Friday 24 May, 2013

How we can forgive people who are being rude to us

Published On: Wed, Nov 16th, 2011 | Mental Health | By BioNews

We usually tend to dislike someone who’s being rude to us, but we may easily get rid of these bad feelings about them if we convinced ourselves that they are just having a bad day and it’s not about us, according to a new study.

A strategy commonly suggested in cognitive-behavioural psychotherapy is to find another way to look at the angry person.

For example, you might tell yourself that they’ve probably just lost their dog or gotten a cancer diagnosis and are taking it out on you.

Stanford researchers Jens Blechert, Gal Sheppes, Carolina Di Tella, Hants Williams, and James J. Gross wanted to study the efficiency and the speed of the process of reappraising emotions.

“You can see this as a kind of race between the emotional information and the reappraisal information in the brain: emotional processing proceeds from the back to the front of the brain, and the reappraisal is generated in the front of the brain and proceeds toward the back of the brain where it modifies emotional processing,” Blechert said.

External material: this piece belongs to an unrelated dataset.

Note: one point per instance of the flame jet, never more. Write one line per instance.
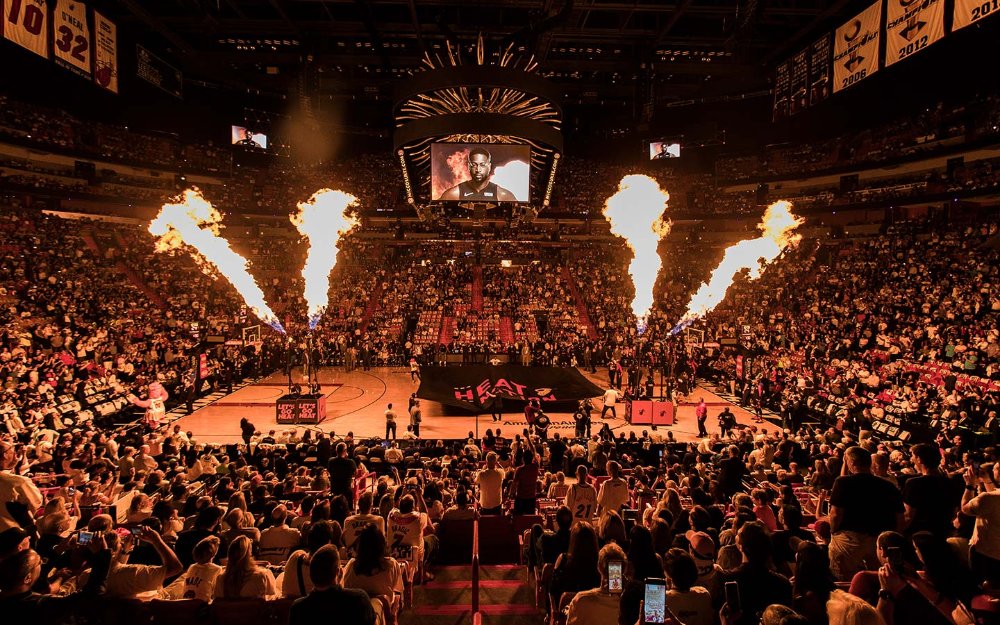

Blechert and his colleagues came up with two experiments to study this process.

Participants were shown several series of faces and tested on their reactions. For example, in one set, they were told to consider that the people they’d seen had had a bad day, but it’s nothing to do you with you.

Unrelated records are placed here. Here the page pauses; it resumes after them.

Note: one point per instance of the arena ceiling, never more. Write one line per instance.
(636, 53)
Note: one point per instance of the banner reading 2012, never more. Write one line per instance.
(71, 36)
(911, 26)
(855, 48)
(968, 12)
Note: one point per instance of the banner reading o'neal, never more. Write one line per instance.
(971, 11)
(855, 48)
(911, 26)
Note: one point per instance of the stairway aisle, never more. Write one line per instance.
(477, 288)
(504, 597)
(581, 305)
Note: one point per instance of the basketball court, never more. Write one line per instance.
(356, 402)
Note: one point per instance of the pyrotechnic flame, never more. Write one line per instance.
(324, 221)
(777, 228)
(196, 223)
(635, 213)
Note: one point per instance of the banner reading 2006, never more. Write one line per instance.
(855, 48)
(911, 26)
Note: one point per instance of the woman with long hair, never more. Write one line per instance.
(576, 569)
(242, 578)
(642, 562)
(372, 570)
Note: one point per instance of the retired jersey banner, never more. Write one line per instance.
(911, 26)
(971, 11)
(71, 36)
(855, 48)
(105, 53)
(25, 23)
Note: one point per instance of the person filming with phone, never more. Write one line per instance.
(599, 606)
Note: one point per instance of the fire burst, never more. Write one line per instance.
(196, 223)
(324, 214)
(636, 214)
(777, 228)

“So we trained the participants a little bit, not to take this emotion personally, but directed at someone else,” Blechert stated.

They found that, once people had adjusted their attitude toward someone, they weren’t disturbed by that person’s angry face the next time it appeared.

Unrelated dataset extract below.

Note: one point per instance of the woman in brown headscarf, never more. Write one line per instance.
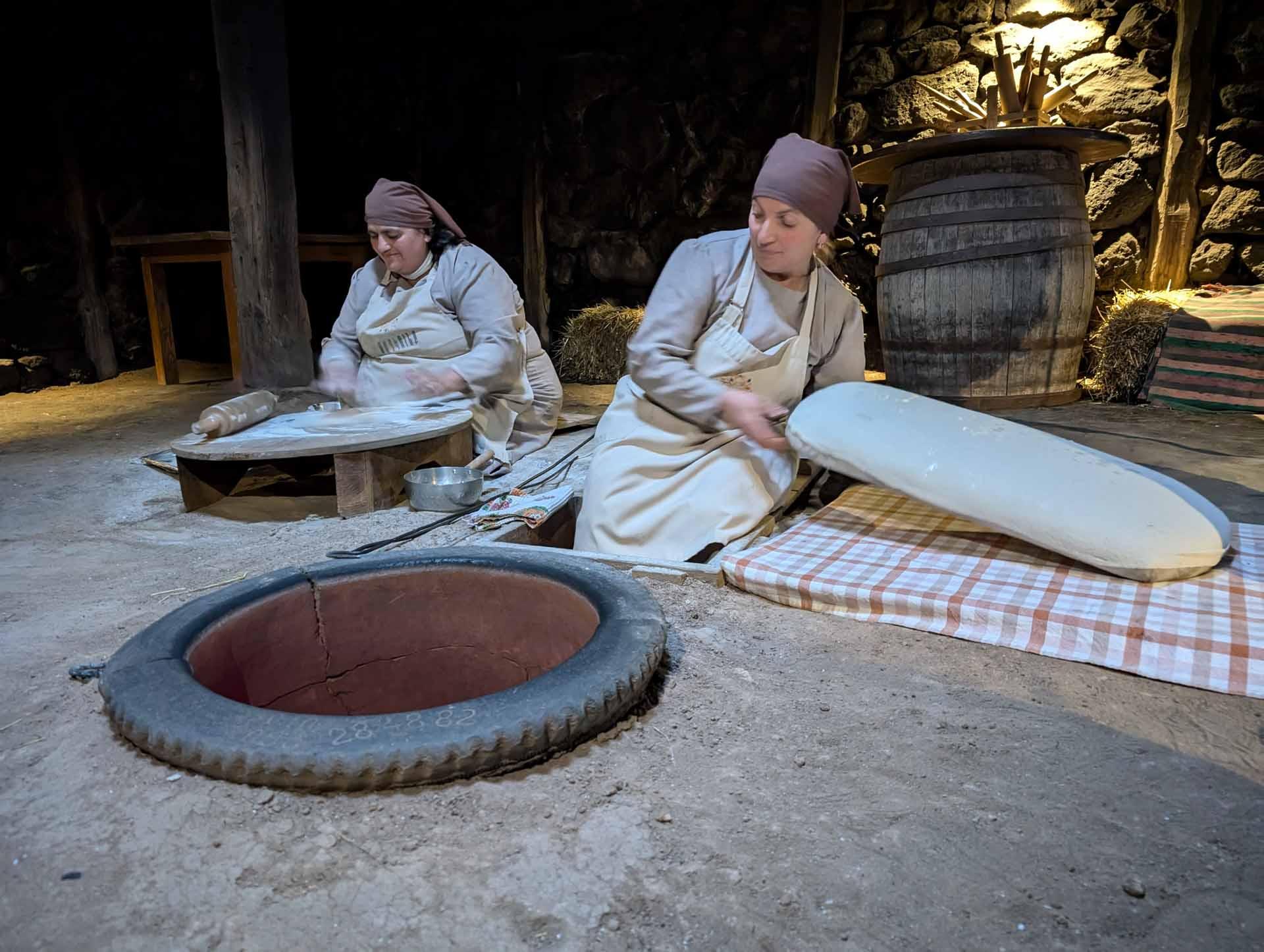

On the other hand, when participants were told to just feel the emotions brought on by an angry face, they continued to be upset by that face.

In a second study, the researchers recorded electrical brain activity from the scalp and found that reappraising wiped out the signals of the negative emotions people felt when they just looked at the faces.

Psychologists used to think that people had to feel the negative emotion, and then get rid of it.

This research suggested that, if people are prepared, it’s actually a much faster and deeper process.

The study will be published in an upcoming issue of Psychological Science, a journal of the Association for Psychological Science.